Perubahan warna inilah yang membuatnya dinamai “Chocolate Hills”. Pada musim hujan, rerumputan yang menyelimuti bukit tumbuh subur, menciptakan pemandangan hijau luas.
Namun ketika musim kering datang, vegetasi mengering dan berubah cokelat, menyerupai cokelat batangan raksasa yang tersusun rapi di alam terbuka.
Secara ilmiah, Chocolate Hills adalah contoh bentang alam karst tropis, tepatnya jenis yang disebut mogotes, bukit kapur terisolasi dengan sisi curam dan puncak membulat. Tingginya bervariasi, antara 30 hingga 120 meter.
Para ahli meyakini bukit-bukit ini terbentuk antara 2,6 juta hingga 11.700 tahun lalu, pada masa akhir zaman es. Saat itu, aktivitas tektonik mengangkat endapan karang dan sedimen laut ke permukaan.
Selama ribuan tahun, hujan dan erosi perlahan mengikis batuan kapur tersebut, membentuk pola bukit yang seragam dan unik.
Di bawah permukaan, wilayah ini juga menyimpan sistem gua dan mata air bawah tanah yang kompleks.
Penelitian pada 2001 mencatat adanya lorong-lorong bawah tanah, bahkan kemungkinan gua tepat di bawah bukit-bukit tersebut.
Seperti banyak lanskap spektakuler lainnya, Chocolate Hills tak lepas dari cerita rakyat. Salah satu legenda menyebutkan bahwa bukit-bukit ini tercipta akibat pertarungan dua raksasa yang saling melempar lumpur.
Lemparan yang mengering itulah yang kini menjadi Chocolate Hills.
Legenda lain bercerita tentang sekelompok raksasa anak-anak yang berlomba membuat kue lumpur.
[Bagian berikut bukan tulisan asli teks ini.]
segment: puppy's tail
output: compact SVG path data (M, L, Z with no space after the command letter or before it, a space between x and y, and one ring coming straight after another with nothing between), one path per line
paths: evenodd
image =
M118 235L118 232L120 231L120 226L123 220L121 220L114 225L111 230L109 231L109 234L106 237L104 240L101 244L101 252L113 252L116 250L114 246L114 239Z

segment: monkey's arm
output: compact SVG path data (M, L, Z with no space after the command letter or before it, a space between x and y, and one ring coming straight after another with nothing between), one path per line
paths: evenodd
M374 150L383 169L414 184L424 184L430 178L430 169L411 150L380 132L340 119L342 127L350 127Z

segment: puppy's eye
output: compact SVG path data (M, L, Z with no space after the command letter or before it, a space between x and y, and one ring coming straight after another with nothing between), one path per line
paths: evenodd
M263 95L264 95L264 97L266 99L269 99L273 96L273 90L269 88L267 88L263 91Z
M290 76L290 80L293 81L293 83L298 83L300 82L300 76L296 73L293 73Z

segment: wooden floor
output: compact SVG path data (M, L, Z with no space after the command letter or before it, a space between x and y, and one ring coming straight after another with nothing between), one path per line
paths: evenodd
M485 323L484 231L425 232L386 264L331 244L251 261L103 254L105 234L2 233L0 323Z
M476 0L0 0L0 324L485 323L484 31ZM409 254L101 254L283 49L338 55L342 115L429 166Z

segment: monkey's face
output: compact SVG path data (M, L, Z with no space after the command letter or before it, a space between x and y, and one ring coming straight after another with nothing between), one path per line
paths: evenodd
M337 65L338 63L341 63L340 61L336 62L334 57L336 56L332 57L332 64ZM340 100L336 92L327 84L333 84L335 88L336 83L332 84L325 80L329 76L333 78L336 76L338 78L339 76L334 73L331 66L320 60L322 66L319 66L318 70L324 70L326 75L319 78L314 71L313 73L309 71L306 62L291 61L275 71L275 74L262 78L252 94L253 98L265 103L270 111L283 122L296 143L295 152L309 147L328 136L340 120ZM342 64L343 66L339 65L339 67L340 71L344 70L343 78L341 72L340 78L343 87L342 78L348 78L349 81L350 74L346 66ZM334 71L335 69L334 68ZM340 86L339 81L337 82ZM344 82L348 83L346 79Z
Kue-kue itu ditinggalkan dan mengeras, membentuk bukit-bukit yang kini dikenal dunia.
Meski terdengar fantastis, cerita-cerita ini menjadi bagian penting dari identitas budaya lokal dan daya tarik wisata kawasan tersebut.
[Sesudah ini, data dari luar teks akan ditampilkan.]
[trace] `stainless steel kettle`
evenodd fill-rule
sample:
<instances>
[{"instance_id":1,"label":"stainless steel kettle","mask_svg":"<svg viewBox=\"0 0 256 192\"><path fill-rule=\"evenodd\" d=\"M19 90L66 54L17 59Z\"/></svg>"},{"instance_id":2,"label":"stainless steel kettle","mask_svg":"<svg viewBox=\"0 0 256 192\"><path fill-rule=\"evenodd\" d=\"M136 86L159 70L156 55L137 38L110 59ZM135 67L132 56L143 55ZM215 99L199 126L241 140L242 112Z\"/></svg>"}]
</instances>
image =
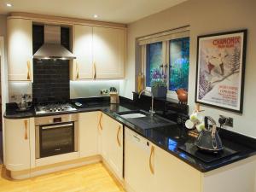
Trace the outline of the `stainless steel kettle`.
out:
<instances>
[{"instance_id":1,"label":"stainless steel kettle","mask_svg":"<svg viewBox=\"0 0 256 192\"><path fill-rule=\"evenodd\" d=\"M209 125L208 121L212 125ZM196 138L195 144L201 150L218 153L223 149L221 139L217 131L215 120L209 116L205 117L205 130Z\"/></svg>"}]
</instances>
Chocolate Hills diakui sebagai Monumen Geologi Nasional Filipina sejak 1988, dan memperoleh perlindungan resmi sebagai monumen alam pada 1997. Namun, status ini tidak selalu membawa ketenangan.
Ketika status perlindungan diberlakukan, sebagian warga—termasuk petani dan penambang kecil, merasa terancam kehilangan mata pencaharian.
Ketegangan memuncak pada akhir 1990-an, bahkan memicu bentrokan bersenjata antara militer dan kelompok yang menamakan diri mereka “Chocolate Hills Command”. Salah satu insiden pada 1999 menewaskan 10 orang.
Hingga kini, tantangan masih berlanjut. Pada 2024, pembangunan resor wisata di tengah kawasan Chocolate Hills kembali menuai kritik keras publik.
Perdebatan antara kepentingan konservasi, pariwisata, dan kesejahteraan warga lokal masih menjadi isu sensitif.
Chocolate Hills bukan sekadar objek wisata, melainkan arsip alam yang merekam sejarah bumi, iklim, dan manusia.
Para ilmuwan menilai, memahami bagaimana lanskap ini terbentuk dapat membantu menjelaskan dinamika geologi tropis dan perubahan lingkungan jangka panjang.
Di sisi lain, kisah sosial di baliknya mengingatkan bahwa melestarikan alam tak pernah lepas dari persoalan manusia yang hidup di sekitarnya.